Life
Community Health Centers Would Suffer Under Trumpcare
With its implicit promise to leave millions of people uninsured and to restrict abortion access so much that it's no longer a realistic option for many, the Republican answer to President Obama's Affordable Care Act could prove catastrophic for poor Americans. At the heart of both of these outcomes is the GOP's crusade against Planned Parenthood, which House Speaker Paul Ryan has said he'd like to deprive of federal money completely. Instead, the champion of the American Health Care Act (AHCA), or Trumpcare, wants to funnel those dollars into federally funded community health centers that serve low-income patients. But how would Trumpcare fund community clinics? And what would this mean for overall access to reproductive health care?
After the Republicans unveiled their much-anticipated plan to repeal and replace Obamacare in early March, it was obvious that, if eventually passed, it would dramatically reduce access to reproductive health care for many poor and rural women. That's because the architects of the AHCA aim to make it illegal for low-income patients who are insured through Medicaid to get their care at Planned Parenthood because it offers abortions, a move that would cause the organization to lose 75 percent of the $500 million it receives annually from the federal government to keep its clinics running, according to Vox. Federal funding makes up 40 percent of Planned Parenthood's overall budget.
If this were to happen, the nation's largest family planning provider would have a choice: shutter some of its locations or reduce its services (which include birth control, cancer screenings, STD tests) to recoup costs, or stop offering abortions in order to again qualify as a Medicaid-approved service.
For Ryan, an outspoken abortion opponent, that's no biggie. In fact, he believes that a health care landscape devoid of Planned Parenthood would be better, and that the nation's federally qualified health centers (FQHs) would easily pick up the slack.
"We think it's better to send these dollars to those clinics that do a very good job of giving women the services they need, the preventive services, without all the controversy surrounding Planned Parenthood," he said said on the subject before the AHCA went public, according to The Hill.

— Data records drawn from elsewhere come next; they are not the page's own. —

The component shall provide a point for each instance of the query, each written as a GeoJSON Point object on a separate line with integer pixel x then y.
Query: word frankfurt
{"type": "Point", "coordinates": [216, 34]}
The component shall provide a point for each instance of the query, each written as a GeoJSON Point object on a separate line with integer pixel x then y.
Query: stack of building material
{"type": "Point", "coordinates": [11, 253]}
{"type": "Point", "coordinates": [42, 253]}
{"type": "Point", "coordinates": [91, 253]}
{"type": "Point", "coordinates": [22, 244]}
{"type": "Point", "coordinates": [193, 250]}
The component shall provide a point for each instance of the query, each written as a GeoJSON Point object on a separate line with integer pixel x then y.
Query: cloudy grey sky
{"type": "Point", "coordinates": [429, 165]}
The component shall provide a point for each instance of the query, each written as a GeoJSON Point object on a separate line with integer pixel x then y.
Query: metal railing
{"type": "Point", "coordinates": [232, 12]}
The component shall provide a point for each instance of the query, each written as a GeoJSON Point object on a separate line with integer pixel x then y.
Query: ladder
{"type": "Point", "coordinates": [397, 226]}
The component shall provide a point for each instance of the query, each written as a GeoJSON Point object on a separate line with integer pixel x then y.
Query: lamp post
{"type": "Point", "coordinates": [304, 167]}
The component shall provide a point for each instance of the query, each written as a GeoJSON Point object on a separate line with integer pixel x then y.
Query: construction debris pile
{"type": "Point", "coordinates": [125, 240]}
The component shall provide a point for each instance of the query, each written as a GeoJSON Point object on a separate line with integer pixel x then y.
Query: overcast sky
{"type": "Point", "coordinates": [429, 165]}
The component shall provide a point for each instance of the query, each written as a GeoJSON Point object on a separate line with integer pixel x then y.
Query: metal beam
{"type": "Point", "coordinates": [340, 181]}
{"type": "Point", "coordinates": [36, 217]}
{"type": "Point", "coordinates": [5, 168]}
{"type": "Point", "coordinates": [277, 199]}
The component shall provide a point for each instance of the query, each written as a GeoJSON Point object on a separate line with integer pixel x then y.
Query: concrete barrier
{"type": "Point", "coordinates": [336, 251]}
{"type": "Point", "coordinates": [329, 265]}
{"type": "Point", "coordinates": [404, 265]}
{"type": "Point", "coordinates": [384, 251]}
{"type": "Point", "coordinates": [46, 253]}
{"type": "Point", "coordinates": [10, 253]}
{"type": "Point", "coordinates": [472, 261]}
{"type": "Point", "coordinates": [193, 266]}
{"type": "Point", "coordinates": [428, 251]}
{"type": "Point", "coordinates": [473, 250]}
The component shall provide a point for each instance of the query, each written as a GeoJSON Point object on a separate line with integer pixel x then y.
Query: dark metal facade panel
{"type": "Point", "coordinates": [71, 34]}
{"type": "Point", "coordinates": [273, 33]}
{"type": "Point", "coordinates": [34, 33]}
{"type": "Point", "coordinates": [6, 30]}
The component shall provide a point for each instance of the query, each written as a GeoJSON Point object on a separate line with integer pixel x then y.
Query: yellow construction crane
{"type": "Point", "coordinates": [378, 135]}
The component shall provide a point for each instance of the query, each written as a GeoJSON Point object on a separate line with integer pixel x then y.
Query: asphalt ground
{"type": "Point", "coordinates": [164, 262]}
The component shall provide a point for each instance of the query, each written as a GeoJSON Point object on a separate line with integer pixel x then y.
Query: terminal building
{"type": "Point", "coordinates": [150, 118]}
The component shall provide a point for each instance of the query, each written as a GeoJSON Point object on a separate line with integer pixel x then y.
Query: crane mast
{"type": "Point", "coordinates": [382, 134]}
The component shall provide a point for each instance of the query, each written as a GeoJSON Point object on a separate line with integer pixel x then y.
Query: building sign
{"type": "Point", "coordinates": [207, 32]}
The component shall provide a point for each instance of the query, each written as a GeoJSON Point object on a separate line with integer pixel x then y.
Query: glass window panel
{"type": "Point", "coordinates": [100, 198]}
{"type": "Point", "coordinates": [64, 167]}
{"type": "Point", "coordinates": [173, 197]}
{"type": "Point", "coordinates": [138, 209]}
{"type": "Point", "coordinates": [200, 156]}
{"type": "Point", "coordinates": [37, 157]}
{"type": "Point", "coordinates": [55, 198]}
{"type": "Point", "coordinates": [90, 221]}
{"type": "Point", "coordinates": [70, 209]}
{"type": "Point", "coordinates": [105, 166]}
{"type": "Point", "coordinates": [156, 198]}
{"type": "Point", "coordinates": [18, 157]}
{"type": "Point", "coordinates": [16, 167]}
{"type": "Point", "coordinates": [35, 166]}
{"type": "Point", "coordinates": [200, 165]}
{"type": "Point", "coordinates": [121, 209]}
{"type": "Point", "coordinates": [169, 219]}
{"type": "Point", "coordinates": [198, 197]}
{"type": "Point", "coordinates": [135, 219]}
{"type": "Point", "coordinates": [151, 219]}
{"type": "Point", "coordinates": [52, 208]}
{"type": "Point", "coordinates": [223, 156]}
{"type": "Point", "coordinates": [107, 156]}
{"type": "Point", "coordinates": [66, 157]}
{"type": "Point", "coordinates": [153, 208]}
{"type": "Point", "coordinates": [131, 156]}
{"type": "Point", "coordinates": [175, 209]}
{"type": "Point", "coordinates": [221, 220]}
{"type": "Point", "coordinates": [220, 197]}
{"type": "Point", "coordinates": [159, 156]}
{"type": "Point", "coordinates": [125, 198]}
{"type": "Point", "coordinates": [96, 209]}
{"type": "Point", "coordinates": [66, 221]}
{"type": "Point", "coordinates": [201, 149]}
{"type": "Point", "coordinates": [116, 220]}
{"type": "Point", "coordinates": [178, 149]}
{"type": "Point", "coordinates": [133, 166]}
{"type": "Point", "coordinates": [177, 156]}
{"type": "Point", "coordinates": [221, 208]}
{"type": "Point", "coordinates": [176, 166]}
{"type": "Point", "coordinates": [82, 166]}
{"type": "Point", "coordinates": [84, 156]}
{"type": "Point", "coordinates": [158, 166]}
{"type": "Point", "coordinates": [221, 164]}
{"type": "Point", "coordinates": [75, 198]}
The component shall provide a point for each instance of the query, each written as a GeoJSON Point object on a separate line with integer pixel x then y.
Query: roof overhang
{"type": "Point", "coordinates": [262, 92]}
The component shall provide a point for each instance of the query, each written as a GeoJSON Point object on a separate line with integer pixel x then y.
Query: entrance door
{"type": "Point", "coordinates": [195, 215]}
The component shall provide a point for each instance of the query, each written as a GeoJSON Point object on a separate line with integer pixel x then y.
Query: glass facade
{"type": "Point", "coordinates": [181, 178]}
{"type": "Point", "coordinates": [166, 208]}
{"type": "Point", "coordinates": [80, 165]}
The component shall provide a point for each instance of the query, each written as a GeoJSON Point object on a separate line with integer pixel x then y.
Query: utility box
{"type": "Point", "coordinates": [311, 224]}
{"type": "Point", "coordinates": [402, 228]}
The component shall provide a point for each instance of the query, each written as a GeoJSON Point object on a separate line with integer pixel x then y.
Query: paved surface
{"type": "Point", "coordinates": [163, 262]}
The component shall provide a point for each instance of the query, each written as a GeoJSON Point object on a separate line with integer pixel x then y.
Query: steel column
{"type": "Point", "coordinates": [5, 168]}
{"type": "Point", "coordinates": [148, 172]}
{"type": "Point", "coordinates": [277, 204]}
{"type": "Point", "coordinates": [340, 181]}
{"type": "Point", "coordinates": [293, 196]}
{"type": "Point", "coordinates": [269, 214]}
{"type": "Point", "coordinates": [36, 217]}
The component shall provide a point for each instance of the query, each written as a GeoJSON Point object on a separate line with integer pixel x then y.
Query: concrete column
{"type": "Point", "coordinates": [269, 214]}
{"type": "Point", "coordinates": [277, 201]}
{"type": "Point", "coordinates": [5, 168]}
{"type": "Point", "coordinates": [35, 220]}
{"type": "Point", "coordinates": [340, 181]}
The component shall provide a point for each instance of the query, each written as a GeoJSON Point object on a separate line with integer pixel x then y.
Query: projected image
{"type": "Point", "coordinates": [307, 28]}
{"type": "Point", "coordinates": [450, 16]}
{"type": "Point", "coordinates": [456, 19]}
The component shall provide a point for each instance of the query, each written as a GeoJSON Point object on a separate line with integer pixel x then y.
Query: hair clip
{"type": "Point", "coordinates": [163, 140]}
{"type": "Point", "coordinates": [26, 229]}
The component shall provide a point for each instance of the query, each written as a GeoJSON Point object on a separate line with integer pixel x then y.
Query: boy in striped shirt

But these centers, which provide care to anyone who needs it regardless of insurance status, may also struggle under the weight of the AHCA as well. According to The Hill, these facilities actually flourished under President Obama's 2010 Affordable Care Act, which gave states the option to expand Medicaid to cover more of their residents. This resulted in combined increases in revenue of about $5 billion among the nation's 1,400 FQHCs between 2013 and 2015. By contrast, the AHCA would ultimately deny about 14 million people Medicaid coverage over the next 10 years, according to The Atlantic. And a decrease in the funding sources for these community health clinics is nothing but bad news for the roughly 25 million people they currently serve.
Meanwhile, the AHCA would further erode access to abortion services, whether from Planned Parenthood or a private entity. This provision stipulates that the tax credits that would be available to Americans to make purchasing health insurance on the private market more affordable could not be applied to plans that cover the procedure, according to NPR, except in cases or rape or incest or when the pregnancy threatens the mother's life. So, although abortion would technically still be legal, it would be so expensive (especially for Medicaid recipients who wouldn't be able to use Planned Parenthood) that it would be inaccessible for many. And that's exactly what Republicans like Ryan and Vice President Pence want — badly.
Significantly, transferring Medicaid patients seeking reproductive health care from Planned Parenthood to FQHCs may not be the seamless process Ryan seems to envision. In fact, Deb Polun, government affairs and media relations director for the Community Health Center Association of Connecticut, believes the opposite to be true.
"There are a lot of services that are provided by Planned Parenthood that are not really that controversial, and health centers do provide many of those same services, but it would be extremely difficult to take on all of those patients in one fell swoop," she told The Hill in January.
With 15 percent of people who "reside in areas without other health care clinics or medical practitioners who serve low-income populations" positioned to experience restricted health care access if the AHCA were to pass (and Planned Parenthoods were to close, as the nonpartisan Congressional Budget Office recently projected), simply forcing patients to get their care elsewhere is clearly not the answer.